Technology has also improved the taste of plant-based milks and decreased the amount of water needed to produce several of them. “We want to be increasing our agricultural diversity to help environmental sustainability, not just relying on one source,” Dr. Mitchell said.
Beyond Meat and Impossible Burger have been popular with consumers. Whether lab-made milk can replicate that success is an open question.
“What helped the Impossible Burger was their lab-made heme, which had a tremendous impact on both the flavor and visual appearance of the burger,” said Sam Alcaine, a food scientist at Cornell University. “I don’t know if lab-made dairy can make that leap and make consumers notice a difference in their dairy products.”
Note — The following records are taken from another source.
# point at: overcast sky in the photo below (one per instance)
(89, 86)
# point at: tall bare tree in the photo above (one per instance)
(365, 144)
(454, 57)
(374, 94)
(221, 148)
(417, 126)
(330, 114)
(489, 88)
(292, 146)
Labeling also has a big impact. The Food and Drug Administration has a legal standard for what can be called “ice cream,” Dr. Alcaine said. Officially, ice cream must contain no less than 10 percent milk fat (or cream) from a cow. Perfect Day products have none; they contain coconut oil and sunflower oil instead, to remain animal-free, and must be labeled “frozen dairy dessert,” not “ice cream.”
Dairy farmers are also likely to push back, lobbying for stronger laws governing the labeling of lab-made products, as they have done for plant-based milks. Cattle ranchers have already introduced bills in 24 states that, if passed, would make it illegal to use the word “meat” to describe burgers and sausages made from plants or grown in labs.
But the founders of Perfect Day are not concerned. They say that their dairy products will prove more popular than plant-based alternatives, to vegans, vegetarians, dairy lovers and everyone in between.
“We’ve spoken to folks from dairy before,” Mr. Pandya said. “By and large there’s a feeling that this could help, because there are so many consumers leaving dairy to consume plant alternatives, whereas we are making something that is still dairy at heart.” He added, “There’s an opportunity here for a whole new category of food.”